The Sneeze

“Kind words produce their own image in men’s souls; and a beautiful image it is. They soothe and quiet and comfort the hearer. They shame him out of his sour, morose, unkind feelings. We have not yet begun to use kind words in such abundance as they ought to be used.” -Blaise Pascal

“Achoo!” “Achoo!” “Achoo!” The triad of sneezes echoed up and down the hall. Immediately following was a chorus of “Bless you” and “God Bless you” from every office within earshot. Smiling, my first random thought was, “I wonder why sneezes come in groups of 2 or 3?” My next thought was, “She can really sneeze” — and then I thought, “Don’t bring that in here!”

What’s interesting is that the custom of saying “God bless you” after a sneeze began literally as a blessing. Pope Gregory the Great (540-604 AD) ascended to the Papacy just in time for the start of the bubonic plague (his successor Pope Pelagius II succumbed to it). Gregory called for unceasing prayer from the people for God’s help and intercession. Groups of people marched through the streets chanting, “Kyrie Eleison” (Greek for “Lord have mercy”). When someone sneezed, an immediate “God bless you!” followed from anyone nearby, in the hope that they would not subsequently develop the deadly plague.

While we often use this phrase out of habit, these desperate people trusted that God would hear, and the blessing of health and protection would follow.

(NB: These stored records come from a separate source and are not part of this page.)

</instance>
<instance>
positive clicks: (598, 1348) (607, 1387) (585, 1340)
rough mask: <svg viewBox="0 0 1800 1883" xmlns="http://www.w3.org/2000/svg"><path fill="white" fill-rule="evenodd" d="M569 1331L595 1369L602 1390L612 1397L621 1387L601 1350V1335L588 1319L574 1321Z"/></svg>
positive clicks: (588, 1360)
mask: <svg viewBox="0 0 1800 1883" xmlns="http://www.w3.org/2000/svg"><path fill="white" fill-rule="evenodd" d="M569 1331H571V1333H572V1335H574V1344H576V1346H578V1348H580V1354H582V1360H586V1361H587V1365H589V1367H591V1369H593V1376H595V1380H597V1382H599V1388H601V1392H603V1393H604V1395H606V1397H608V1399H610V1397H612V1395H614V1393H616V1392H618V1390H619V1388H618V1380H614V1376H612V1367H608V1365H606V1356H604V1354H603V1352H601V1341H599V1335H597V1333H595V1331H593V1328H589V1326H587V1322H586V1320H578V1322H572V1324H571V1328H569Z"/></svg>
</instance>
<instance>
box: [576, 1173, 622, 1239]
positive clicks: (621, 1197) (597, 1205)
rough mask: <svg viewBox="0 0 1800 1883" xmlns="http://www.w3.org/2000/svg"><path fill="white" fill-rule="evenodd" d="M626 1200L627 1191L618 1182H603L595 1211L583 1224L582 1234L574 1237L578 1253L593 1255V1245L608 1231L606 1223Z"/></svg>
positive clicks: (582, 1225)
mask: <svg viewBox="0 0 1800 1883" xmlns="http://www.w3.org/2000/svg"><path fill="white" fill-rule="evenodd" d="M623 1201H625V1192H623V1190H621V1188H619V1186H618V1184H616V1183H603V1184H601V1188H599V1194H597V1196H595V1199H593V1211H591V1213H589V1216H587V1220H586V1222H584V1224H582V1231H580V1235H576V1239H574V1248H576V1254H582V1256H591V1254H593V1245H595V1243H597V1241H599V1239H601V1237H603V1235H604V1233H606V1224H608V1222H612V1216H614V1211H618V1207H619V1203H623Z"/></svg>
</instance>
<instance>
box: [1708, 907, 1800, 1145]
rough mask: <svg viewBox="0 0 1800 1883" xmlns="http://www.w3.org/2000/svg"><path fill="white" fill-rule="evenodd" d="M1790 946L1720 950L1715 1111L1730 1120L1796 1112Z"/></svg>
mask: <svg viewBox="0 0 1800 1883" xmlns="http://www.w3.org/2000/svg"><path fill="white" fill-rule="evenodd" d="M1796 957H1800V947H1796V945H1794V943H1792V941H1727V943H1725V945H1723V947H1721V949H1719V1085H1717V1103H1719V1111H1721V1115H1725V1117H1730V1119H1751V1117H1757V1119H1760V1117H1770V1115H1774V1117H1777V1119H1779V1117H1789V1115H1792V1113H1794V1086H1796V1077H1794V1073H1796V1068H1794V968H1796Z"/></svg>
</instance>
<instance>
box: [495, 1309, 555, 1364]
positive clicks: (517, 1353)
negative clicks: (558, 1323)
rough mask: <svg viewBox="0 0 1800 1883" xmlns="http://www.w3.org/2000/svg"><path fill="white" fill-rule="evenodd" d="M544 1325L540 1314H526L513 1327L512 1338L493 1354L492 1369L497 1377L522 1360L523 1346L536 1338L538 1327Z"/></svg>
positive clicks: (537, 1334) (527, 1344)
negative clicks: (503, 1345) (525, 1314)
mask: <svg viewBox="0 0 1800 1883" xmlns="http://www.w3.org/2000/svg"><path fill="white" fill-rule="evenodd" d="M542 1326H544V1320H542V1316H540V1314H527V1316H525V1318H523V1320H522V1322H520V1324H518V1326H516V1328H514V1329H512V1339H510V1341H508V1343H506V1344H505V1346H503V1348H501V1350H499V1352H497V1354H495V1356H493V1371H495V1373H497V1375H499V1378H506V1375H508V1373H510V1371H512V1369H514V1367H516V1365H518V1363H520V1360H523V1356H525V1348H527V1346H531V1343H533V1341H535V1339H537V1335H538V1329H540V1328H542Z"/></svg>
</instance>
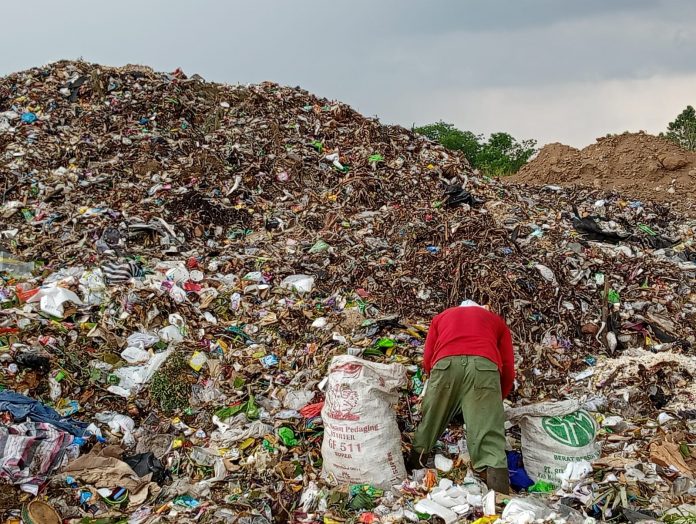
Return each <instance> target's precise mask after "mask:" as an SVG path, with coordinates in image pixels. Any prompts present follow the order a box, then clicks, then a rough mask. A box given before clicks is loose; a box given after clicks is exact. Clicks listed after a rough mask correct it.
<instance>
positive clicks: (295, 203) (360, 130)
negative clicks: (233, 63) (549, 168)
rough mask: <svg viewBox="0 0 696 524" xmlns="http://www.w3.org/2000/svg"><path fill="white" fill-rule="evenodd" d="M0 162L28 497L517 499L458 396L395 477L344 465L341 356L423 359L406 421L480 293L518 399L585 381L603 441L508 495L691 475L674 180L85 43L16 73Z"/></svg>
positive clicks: (18, 463) (565, 498) (8, 366)
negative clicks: (335, 377)
mask: <svg viewBox="0 0 696 524" xmlns="http://www.w3.org/2000/svg"><path fill="white" fill-rule="evenodd" d="M0 175H1V176H0V191H1V192H2V193H1V196H0V217H2V221H0V276H1V280H0V365H1V366H2V374H1V375H0V378H1V379H2V381H1V382H0V387H2V388H3V390H2V391H0V416H1V417H2V425H0V462H2V464H3V467H2V468H0V479H1V480H2V481H4V482H5V483H7V484H8V486H13V487H12V489H7V490H5V489H3V490H2V494H1V495H0V509H2V510H4V511H5V517H10V516H11V517H13V518H16V517H18V516H19V515H20V511H21V510H22V508H24V511H25V512H26V511H29V510H27V508H28V504H29V501H32V503H35V504H41V503H43V502H42V501H50V504H51V506H52V509H51V508H48V509H46V508H44V509H45V510H46V511H47V512H48V510H49V509H50V510H51V511H54V512H55V511H57V512H58V514H59V515H60V516H61V518H63V519H74V521H75V522H77V521H78V520H79V519H93V521H95V522H96V519H112V520H111V522H119V521H120V520H119V519H123V518H124V516H126V517H125V518H128V519H130V520H129V522H155V521H162V522H164V521H182V522H183V521H185V520H186V519H190V520H199V521H201V522H218V521H222V520H225V521H229V522H255V523H257V522H258V523H260V522H274V521H277V522H286V521H294V522H322V521H323V522H334V521H336V522H342V521H345V520H346V519H360V522H399V521H403V522H406V521H418V519H419V518H425V515H426V514H437V511H441V510H440V509H439V508H440V507H445V508H446V509H448V511H450V513H444V512H442V513H443V514H444V515H445V517H443V518H445V520H448V519H452V518H455V520H456V519H470V520H475V518H479V517H481V518H488V519H489V521H492V520H491V519H492V517H491V515H500V514H501V511H502V509H501V506H500V501H496V500H495V498H494V497H493V496H492V495H490V494H487V493H485V486H484V485H483V484H481V483H480V482H479V481H477V480H476V479H475V478H473V477H471V476H470V475H466V467H465V465H466V456H467V454H466V441H465V436H464V435H463V433H462V430H461V428H456V427H454V426H453V427H452V428H451V429H450V430H449V431H448V432H447V433H446V434H445V435H444V436H443V439H442V442H441V447H440V450H439V451H440V454H439V456H440V459H438V461H436V463H435V464H434V467H433V468H432V469H429V470H423V471H421V472H420V473H419V474H418V475H416V476H414V477H411V478H409V479H407V480H405V481H404V483H403V484H401V485H400V486H397V487H395V488H392V490H384V489H381V488H378V487H376V486H372V485H370V483H369V480H366V482H365V483H364V484H352V485H350V486H346V485H338V486H336V485H334V484H332V483H331V482H329V481H328V480H327V479H325V478H324V477H322V475H321V470H322V452H321V446H322V438H323V434H324V423H323V421H322V420H323V419H322V408H323V407H324V398H325V397H324V391H323V390H322V389H321V388H319V385H320V382H321V381H322V379H323V378H324V377H325V376H326V372H327V368H328V365H329V363H330V361H331V360H332V358H333V357H335V356H338V355H345V354H348V355H351V356H354V357H360V358H362V359H366V360H372V361H374V362H378V363H382V364H391V363H399V364H402V365H403V366H404V367H405V369H406V370H407V372H408V378H409V385H408V386H407V387H405V388H403V389H402V390H401V393H400V395H399V400H398V403H397V405H396V414H397V423H398V425H399V429H400V430H401V432H402V434H403V436H404V443H405V446H406V447H408V445H409V442H410V440H409V439H410V435H411V434H412V431H413V429H414V427H415V424H416V423H417V421H418V418H419V412H418V396H419V394H420V393H421V392H422V388H423V376H422V371H421V367H420V363H421V360H422V351H423V343H424V340H425V335H426V333H427V323H428V321H429V319H430V318H431V317H432V315H434V314H436V313H437V312H439V311H441V310H442V309H444V308H446V307H449V306H453V305H455V304H457V303H458V302H460V301H461V299H462V298H465V297H466V298H471V299H474V300H476V301H477V302H479V303H486V304H489V305H490V306H491V308H492V309H493V310H494V311H497V312H498V313H500V314H501V315H502V316H504V317H505V319H506V320H507V322H508V324H509V326H510V328H511V331H512V333H513V337H514V342H515V349H516V354H517V359H518V362H517V366H518V384H517V387H516V390H515V393H514V394H513V398H512V400H513V402H514V403H515V404H516V405H517V406H523V405H526V404H531V403H535V402H539V401H541V400H545V401H550V400H558V399H574V400H576V401H578V402H580V403H582V405H583V406H584V409H585V410H587V412H588V413H590V414H591V416H592V417H593V420H595V421H596V423H597V424H598V425H599V426H600V427H601V430H600V431H599V437H598V438H599V439H600V440H602V441H605V442H603V447H602V457H601V458H600V459H598V461H599V462H597V461H595V462H592V463H591V464H590V466H589V470H588V469H587V467H585V468H584V469H583V468H580V469H578V471H581V473H582V474H579V473H578V471H575V470H574V471H569V472H568V475H566V477H564V478H565V481H564V483H561V480H560V479H559V480H558V486H556V485H552V488H554V489H555V488H557V489H560V490H563V489H565V490H566V493H565V494H564V495H563V496H559V495H557V494H553V493H552V494H551V495H549V494H546V495H545V498H544V499H543V502H535V503H529V504H532V506H533V507H532V506H529V505H527V506H524V504H522V502H521V501H520V500H527V499H526V498H523V499H520V500H518V499H517V498H515V499H514V500H517V502H516V503H515V504H517V505H512V506H510V505H508V507H507V511H508V516H510V515H512V513H514V511H517V512H518V514H520V515H521V514H524V515H526V517H529V515H530V514H531V515H532V516H533V517H534V518H548V517H549V515H554V516H555V517H558V518H565V519H566V520H573V519H576V520H577V519H580V518H581V517H582V518H584V515H591V516H594V517H596V518H603V517H607V518H608V517H612V516H613V517H616V515H624V516H625V515H626V514H628V513H630V512H631V511H633V512H641V511H644V512H648V513H646V514H649V515H658V514H661V512H664V511H666V510H668V509H669V508H672V507H676V506H678V505H679V504H681V503H683V502H685V501H687V499H688V497H693V495H694V493H695V491H694V485H693V481H692V480H691V479H692V476H693V471H696V469H694V463H693V460H692V459H691V458H690V457H691V449H692V448H693V444H694V442H696V429H695V427H694V422H693V421H694V419H696V412H694V410H693V409H691V408H690V407H689V406H690V403H692V402H693V401H694V400H695V399H694V391H693V388H692V385H691V384H692V382H691V379H692V374H693V367H692V365H691V364H690V362H691V360H692V359H693V351H694V343H695V342H696V339H695V333H694V325H696V290H695V289H694V277H695V276H696V247H695V246H694V228H695V223H694V221H689V219H685V218H684V217H683V216H682V215H679V214H675V213H674V212H673V211H672V210H671V209H670V208H668V207H666V206H664V205H662V204H660V203H652V202H649V201H647V200H645V201H639V200H634V199H630V198H624V197H622V196H621V195H619V194H616V193H606V192H603V191H601V190H597V189H587V188H581V189H564V188H562V187H560V186H556V185H550V186H544V187H541V188H529V187H524V186H517V185H502V184H500V183H499V182H497V181H495V180H490V179H486V178H483V177H480V176H478V175H476V174H475V173H473V172H472V171H471V169H470V167H469V165H468V163H467V162H466V160H465V159H464V158H463V157H460V156H458V155H456V154H453V153H452V152H449V151H446V150H445V149H443V148H442V147H440V146H438V145H436V144H434V143H432V142H430V141H428V140H427V139H425V138H423V137H420V136H417V135H414V134H413V133H411V132H410V131H408V130H405V129H403V128H400V127H395V126H383V125H381V124H380V123H379V122H378V121H377V120H375V119H368V118H365V117H362V116H361V115H359V114H357V113H356V112H355V111H353V110H352V109H350V108H349V107H348V106H346V105H344V104H341V103H339V102H334V101H329V100H325V99H318V98H316V97H314V96H312V95H310V94H309V93H307V92H306V91H303V90H301V89H299V88H288V87H282V86H279V85H276V84H272V83H263V84H260V85H252V86H229V85H220V84H214V83H210V82H206V81H204V80H203V79H202V78H200V77H198V76H197V75H194V76H192V77H190V78H189V77H187V76H186V75H185V74H184V73H183V72H181V71H180V70H177V71H175V72H173V73H171V74H163V73H155V72H153V71H152V70H150V69H149V68H146V67H142V66H127V67H124V68H108V67H103V66H98V65H94V64H88V63H84V62H57V63H54V64H50V65H48V66H45V67H41V68H34V69H31V70H28V71H24V72H19V73H15V74H12V75H9V76H8V77H5V78H3V79H2V80H0ZM637 352H643V353H637ZM643 354H645V357H642V356H641V355H643ZM648 356H649V357H650V358H648ZM629 369H631V370H635V372H633V371H631V372H628V370H629ZM614 386H616V388H615V387H614ZM345 401H346V402H350V399H345ZM588 416H589V415H588ZM516 428H517V426H512V427H511V432H510V441H511V444H512V445H513V447H515V448H517V449H519V448H520V447H521V446H520V442H519V431H518V430H517V429H516ZM675 449H676V450H677V454H675V452H674V450H675ZM339 451H341V450H339ZM18 456H23V457H32V459H31V460H27V459H23V460H21V461H18V460H17V457H18ZM679 457H681V460H678V459H679ZM443 464H444V465H443ZM438 466H439V469H438ZM450 466H451V467H450ZM454 466H456V467H454ZM636 471H638V472H639V473H636ZM564 473H565V472H564ZM5 487H6V486H3V488H5ZM531 487H534V488H535V489H536V490H537V491H539V490H541V491H546V492H548V491H549V488H548V485H546V486H545V485H544V484H543V483H541V484H540V483H539V482H537V483H535V484H534V485H533V486H531ZM523 489H525V490H529V489H531V488H530V485H527V486H525V487H524V488H523ZM612 490H613V491H612ZM605 492H606V493H607V495H606V496H604V495H602V494H604V493H605ZM554 493H555V492H554ZM616 493H618V498H617V496H613V495H612V494H616ZM600 495H602V496H603V497H604V498H602V497H600ZM559 497H560V498H559ZM598 497H599V498H598ZM438 500H439V502H438ZM559 500H560V501H561V502H558V501H559ZM617 500H618V502H616V501H617ZM433 504H436V505H437V506H438V507H435V506H433ZM443 504H444V506H443ZM534 504H536V506H534ZM539 504H541V507H542V509H543V511H542V510H540V509H539ZM554 504H555V505H554ZM558 504H561V506H563V507H560V506H559V505H558ZM534 507H536V508H537V509H536V510H535V509H534ZM453 508H456V509H453ZM510 508H512V509H510ZM515 508H517V509H516V510H515ZM530 508H531V509H530ZM564 508H566V509H564ZM513 510H514V511H513ZM621 511H624V513H621ZM530 512H531V513H530ZM649 512H654V513H649ZM452 513H454V515H455V517H452ZM484 514H486V515H488V516H487V517H484V516H483V515H484ZM440 516H441V517H442V515H440ZM503 516H505V515H503ZM526 517H525V518H526ZM555 517H554V518H555ZM571 517H572V518H571ZM626 518H628V517H626ZM414 519H415V520H414ZM510 519H512V520H511V521H514V519H513V517H512V516H510ZM532 520H533V519H532ZM89 521H90V520H83V522H89ZM105 521H108V520H99V522H105Z"/></svg>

The history of this common phrase magnifies the meaning of “Death and life are in the power of the tongue…” (Proverbs 18:21 ESV) The words we say matter. More than we realize. Maybe our communication would change if we truly understood that the words we speak either have life breathed into them… or death.

James takes this fundamental principle to a much deeper level. He acknowledges that “With it (the tongue) we bless our Lord and Father, and with it we curse people who are made in the likeness of God. From the same mouth come blessing and cursing.” (James 3:9-10 ESV) Granted. But then he strongly reprimands the readers with, “My brothers, these things ought not to be so.” James then gives vivid examples from nature to support his reproof. A spring of water does not simultaneously produce fresh water and salt water. A fig tree does not produce olives. Grapevines don’t grow figs. A salt water pond does not contain fresh water. (James 3:11-12 ESV)

Relationships are not perfect. Harsh words are sometimes spoken. Tempers flare and painful, even hurtful things are said. In writing to the Christians in Asia Minor, Peter encouraged them in this way — “…be agreeable, be sympathetic, be loving, be compassionate, be humble. That goes for all of you, no exceptions. No retaliation. No sharp-tongued sarcasm. Instead, bless — that’s your job, to bless. You’ll be a blessing, and also get a blessing.” (1 Peter 3:8-9 The Message)

The next time you hear a sneeze and reply with “God bless you”, let it serve as a reminder that the power of life and death is in what we “say” or “don’t say” to others!

It might turn your life — or someone else’s — around.

Posted on: April 30, 2014, 4:36 a.m.